Although land and public investment had yet to be negotiated at the time of the interview, Hertzler says that ActionAid and other groups are urging negotiators to adopt strong language around issues involved with land-grabbing. And while the draft documents do clearly recognize the importance of small-scale farmers, Hertzler says they will need to specifically acknowledge the importance of public-sector investment in smallholders — something that many developing countries, particularly in the rush to woo foreign and domestic private investment, have largely failed to do.

In fact,voluntary guidelines on related issues, especially those surrounding land tenure, were agreed upon two years ago, agreements that the new principles will build upon.
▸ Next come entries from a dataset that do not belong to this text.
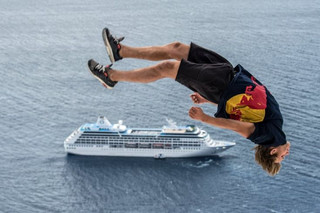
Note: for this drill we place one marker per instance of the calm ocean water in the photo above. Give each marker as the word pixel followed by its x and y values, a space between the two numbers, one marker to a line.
pixel 47 92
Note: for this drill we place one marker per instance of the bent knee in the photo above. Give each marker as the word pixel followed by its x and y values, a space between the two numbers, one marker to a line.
pixel 167 69
pixel 178 50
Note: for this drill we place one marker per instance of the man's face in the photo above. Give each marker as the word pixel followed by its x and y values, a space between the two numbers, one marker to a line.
pixel 281 152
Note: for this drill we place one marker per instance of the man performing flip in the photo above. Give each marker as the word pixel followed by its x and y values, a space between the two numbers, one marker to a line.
pixel 244 104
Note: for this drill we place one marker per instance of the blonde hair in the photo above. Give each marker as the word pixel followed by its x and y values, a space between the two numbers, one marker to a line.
pixel 266 161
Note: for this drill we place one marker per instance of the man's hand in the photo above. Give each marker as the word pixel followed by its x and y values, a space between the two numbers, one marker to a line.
pixel 196 113
pixel 198 99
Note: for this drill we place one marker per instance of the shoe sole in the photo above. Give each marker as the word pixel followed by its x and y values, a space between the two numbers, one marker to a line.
pixel 102 82
pixel 107 45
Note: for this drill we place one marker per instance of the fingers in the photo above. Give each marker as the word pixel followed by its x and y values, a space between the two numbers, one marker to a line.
pixel 195 112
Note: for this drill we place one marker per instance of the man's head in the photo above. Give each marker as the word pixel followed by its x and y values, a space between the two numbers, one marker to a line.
pixel 269 158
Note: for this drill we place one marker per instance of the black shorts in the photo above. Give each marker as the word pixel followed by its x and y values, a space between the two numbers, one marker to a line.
pixel 205 72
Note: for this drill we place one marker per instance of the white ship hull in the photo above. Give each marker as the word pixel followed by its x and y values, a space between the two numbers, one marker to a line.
pixel 155 153
pixel 105 139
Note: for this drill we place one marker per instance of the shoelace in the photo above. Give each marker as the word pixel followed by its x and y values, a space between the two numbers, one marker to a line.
pixel 99 67
pixel 118 40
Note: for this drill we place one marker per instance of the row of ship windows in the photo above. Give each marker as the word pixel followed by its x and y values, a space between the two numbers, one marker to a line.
pixel 121 146
pixel 133 141
pixel 142 144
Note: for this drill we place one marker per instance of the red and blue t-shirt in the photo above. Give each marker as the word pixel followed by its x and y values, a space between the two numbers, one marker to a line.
pixel 246 99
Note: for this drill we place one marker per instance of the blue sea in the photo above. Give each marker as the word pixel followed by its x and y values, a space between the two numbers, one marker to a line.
pixel 47 92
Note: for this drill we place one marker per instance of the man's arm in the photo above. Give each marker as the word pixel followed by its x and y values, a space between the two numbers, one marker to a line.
pixel 245 129
pixel 198 99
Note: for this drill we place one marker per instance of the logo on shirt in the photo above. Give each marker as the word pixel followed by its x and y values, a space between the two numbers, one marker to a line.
pixel 249 106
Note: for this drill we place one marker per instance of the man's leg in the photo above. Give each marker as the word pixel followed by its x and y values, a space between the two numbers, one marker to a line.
pixel 165 69
pixel 175 50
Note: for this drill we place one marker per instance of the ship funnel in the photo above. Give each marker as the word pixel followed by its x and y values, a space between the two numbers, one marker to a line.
pixel 103 121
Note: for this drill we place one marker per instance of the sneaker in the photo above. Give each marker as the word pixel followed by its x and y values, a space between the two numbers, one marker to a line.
pixel 101 73
pixel 112 45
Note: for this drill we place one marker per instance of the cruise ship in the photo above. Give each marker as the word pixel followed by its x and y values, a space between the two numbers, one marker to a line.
pixel 105 139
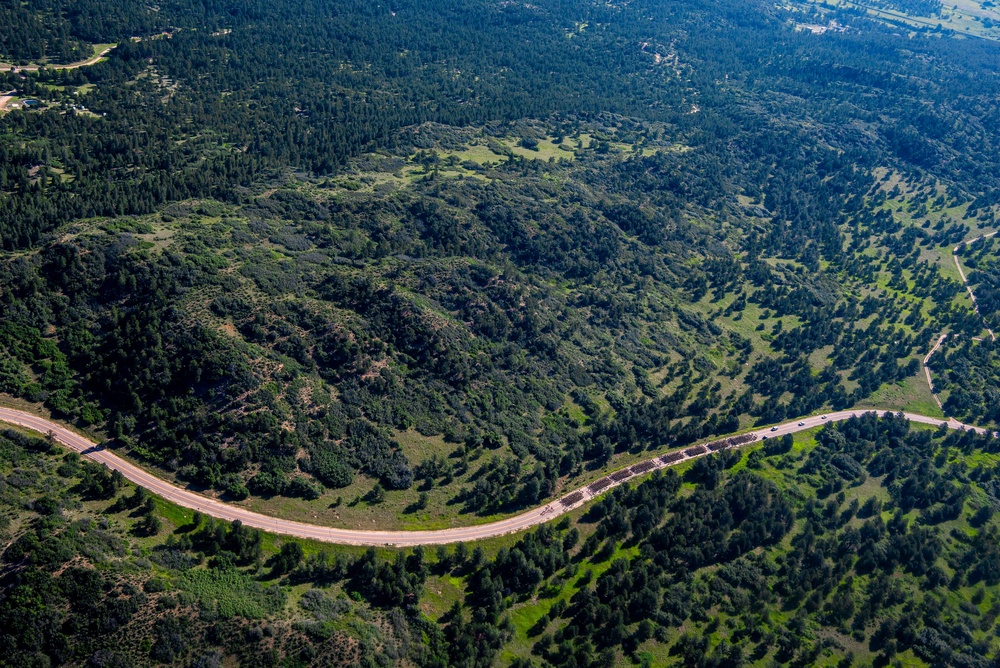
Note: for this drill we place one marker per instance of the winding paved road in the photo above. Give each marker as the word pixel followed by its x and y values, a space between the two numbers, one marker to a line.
pixel 93 60
pixel 215 508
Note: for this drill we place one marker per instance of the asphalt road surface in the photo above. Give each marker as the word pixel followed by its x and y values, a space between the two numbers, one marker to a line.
pixel 224 511
pixel 93 60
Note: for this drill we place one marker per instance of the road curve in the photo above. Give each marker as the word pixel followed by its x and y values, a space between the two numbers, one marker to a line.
pixel 93 60
pixel 218 509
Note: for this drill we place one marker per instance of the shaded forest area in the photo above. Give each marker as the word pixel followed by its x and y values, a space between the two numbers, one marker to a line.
pixel 873 543
pixel 475 308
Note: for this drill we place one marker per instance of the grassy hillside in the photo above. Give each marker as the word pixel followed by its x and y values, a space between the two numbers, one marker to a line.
pixel 864 543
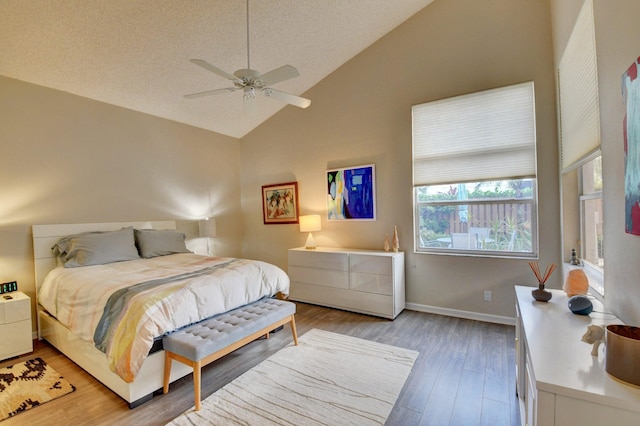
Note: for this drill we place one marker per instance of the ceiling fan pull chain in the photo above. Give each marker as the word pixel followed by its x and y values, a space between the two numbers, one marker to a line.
pixel 248 62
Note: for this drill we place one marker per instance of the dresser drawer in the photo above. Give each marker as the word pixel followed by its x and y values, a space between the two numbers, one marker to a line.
pixel 372 283
pixel 317 259
pixel 322 277
pixel 369 264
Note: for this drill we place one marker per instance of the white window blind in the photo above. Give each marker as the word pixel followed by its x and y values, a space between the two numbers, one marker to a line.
pixel 578 90
pixel 488 135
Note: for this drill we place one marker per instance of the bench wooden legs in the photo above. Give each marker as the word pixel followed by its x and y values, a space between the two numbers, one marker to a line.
pixel 197 365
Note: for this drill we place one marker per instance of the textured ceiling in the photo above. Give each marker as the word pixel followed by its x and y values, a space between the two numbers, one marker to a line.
pixel 135 53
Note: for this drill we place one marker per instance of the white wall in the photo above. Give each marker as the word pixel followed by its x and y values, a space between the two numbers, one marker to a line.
pixel 66 159
pixel 362 114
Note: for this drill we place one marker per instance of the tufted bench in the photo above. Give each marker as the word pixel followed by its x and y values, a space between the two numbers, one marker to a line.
pixel 201 343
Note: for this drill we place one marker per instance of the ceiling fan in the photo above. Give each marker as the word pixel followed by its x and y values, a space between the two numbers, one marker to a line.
pixel 252 82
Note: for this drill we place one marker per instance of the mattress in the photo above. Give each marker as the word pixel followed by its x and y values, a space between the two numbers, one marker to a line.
pixel 123 307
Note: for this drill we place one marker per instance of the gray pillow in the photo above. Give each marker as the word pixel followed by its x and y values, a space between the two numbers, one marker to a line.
pixel 154 242
pixel 96 248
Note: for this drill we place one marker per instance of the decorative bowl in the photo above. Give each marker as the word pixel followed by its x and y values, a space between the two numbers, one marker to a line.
pixel 623 352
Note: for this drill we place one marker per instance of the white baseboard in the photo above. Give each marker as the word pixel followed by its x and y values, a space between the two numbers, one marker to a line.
pixel 461 314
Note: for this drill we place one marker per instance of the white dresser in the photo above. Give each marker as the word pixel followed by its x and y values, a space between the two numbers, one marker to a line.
pixel 15 325
pixel 365 281
pixel 558 381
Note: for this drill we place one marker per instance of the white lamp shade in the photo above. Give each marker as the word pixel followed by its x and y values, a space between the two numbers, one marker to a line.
pixel 310 223
pixel 207 227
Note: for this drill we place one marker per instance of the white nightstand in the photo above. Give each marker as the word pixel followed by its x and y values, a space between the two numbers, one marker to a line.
pixel 15 325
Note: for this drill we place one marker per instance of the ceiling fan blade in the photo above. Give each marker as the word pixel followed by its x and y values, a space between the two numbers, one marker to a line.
pixel 210 92
pixel 206 65
pixel 286 97
pixel 283 73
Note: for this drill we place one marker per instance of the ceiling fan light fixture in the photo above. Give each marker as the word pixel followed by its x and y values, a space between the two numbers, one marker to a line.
pixel 250 80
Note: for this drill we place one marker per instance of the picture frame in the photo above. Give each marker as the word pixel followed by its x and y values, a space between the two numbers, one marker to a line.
pixel 351 193
pixel 280 203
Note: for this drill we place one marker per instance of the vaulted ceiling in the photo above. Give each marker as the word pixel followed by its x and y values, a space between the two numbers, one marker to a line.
pixel 135 53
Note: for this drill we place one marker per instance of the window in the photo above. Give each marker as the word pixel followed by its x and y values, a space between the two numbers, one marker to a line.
pixel 591 219
pixel 474 174
pixel 581 161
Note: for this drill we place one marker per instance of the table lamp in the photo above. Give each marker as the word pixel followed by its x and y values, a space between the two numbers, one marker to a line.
pixel 207 229
pixel 310 223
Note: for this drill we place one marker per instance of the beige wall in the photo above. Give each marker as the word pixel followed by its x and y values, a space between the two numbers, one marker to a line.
pixel 362 114
pixel 617 46
pixel 66 159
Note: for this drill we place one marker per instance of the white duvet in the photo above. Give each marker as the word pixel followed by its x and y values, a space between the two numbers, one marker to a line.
pixel 156 296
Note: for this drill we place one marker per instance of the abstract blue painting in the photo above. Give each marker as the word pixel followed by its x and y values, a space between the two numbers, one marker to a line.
pixel 351 193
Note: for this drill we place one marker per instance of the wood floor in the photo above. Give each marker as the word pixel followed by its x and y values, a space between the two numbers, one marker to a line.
pixel 464 375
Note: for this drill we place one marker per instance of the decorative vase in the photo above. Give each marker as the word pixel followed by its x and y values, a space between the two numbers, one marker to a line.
pixel 540 294
pixel 396 242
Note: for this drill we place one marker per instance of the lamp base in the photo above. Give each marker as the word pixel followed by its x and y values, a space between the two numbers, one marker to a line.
pixel 311 243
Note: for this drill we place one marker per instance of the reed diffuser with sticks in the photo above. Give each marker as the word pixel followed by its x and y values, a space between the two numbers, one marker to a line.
pixel 540 294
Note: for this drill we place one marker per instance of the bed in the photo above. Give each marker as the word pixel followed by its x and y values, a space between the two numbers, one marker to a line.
pixel 109 332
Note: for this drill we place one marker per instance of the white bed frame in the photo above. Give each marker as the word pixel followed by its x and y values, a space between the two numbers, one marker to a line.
pixel 150 377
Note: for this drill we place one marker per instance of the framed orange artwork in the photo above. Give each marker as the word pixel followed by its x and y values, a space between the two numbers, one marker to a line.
pixel 280 203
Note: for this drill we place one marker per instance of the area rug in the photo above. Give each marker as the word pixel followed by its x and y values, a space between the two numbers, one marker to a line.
pixel 328 379
pixel 26 385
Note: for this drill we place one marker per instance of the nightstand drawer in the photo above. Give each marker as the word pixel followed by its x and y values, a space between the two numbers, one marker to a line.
pixel 15 325
pixel 16 309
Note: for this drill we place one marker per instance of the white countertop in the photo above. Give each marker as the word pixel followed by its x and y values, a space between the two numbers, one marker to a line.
pixel 347 250
pixel 562 363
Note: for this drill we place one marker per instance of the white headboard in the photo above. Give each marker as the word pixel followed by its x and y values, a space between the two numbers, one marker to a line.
pixel 45 236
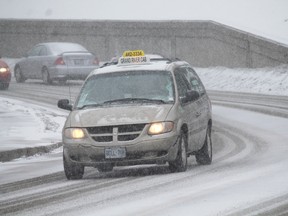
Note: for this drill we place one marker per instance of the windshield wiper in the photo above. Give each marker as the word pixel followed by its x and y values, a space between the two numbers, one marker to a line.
pixel 132 100
pixel 89 105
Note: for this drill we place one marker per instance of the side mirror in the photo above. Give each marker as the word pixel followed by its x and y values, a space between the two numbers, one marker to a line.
pixel 190 96
pixel 64 104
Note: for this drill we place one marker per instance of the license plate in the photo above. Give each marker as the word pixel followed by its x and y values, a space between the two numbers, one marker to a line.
pixel 115 152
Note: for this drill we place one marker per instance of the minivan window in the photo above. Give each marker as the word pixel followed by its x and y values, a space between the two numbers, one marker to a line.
pixel 183 86
pixel 194 81
pixel 127 87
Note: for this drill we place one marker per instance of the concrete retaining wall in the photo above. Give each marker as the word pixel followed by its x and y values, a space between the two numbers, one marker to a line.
pixel 201 43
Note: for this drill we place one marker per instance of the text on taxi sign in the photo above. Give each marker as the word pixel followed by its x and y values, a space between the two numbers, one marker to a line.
pixel 133 53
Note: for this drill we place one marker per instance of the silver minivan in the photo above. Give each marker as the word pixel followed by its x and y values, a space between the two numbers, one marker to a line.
pixel 154 112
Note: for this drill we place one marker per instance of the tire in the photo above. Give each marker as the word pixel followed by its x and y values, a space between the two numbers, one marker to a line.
pixel 72 171
pixel 180 163
pixel 62 81
pixel 18 75
pixel 204 155
pixel 46 76
pixel 105 168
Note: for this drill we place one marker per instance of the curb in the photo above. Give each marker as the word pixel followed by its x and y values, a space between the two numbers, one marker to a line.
pixel 9 155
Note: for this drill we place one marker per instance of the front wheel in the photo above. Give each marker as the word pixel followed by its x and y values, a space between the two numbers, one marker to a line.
pixel 18 75
pixel 4 86
pixel 46 76
pixel 180 163
pixel 72 170
pixel 204 155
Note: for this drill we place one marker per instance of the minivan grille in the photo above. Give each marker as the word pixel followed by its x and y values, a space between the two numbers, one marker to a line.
pixel 116 132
While neither the guidelines nor the principles would be legally binding, they are bound up with internationally agreed human rights — such as the right to food — for which countries do have binding obligations.

Hertzler says these guidelines have yet to be fully implemented, though, even as investors have quickly moved forward.

“Governments have all affirmed these guidelines, yet we’re seeing this rush to bring in large-scale commercial agricultural investments before those guidelines are actually implemented,” he said.

“No one’s really doing a lot to secure land rights. And while many countries have made commitments to implement the guidelines, that won’t happen without pressure, particularly from countries most affected by unclear land rights and land-grabbing.”

Still, others emphasize that development approaches that place significant emphasis on foreign investment will always be problematic.

“Efforts in Rome to promote ‘voluntary’ principles for responsible agricultural investment will hopefully do some good, but one cannot continue to uphold foreign investment in agriculture as the panacea to the developing world’s problems,” Anuradha Mittal, the executive director of the Oakland Institute, a leading U.S. watchdog on land-grabbing worldwide, told MintPress.

“The focus has to be on robust government policies that protect smallholders, pastoralists, fisherfolks and the indigenous while guiding investment in smallholder agriculture — which still provides 80 percent of the food in the developing world.”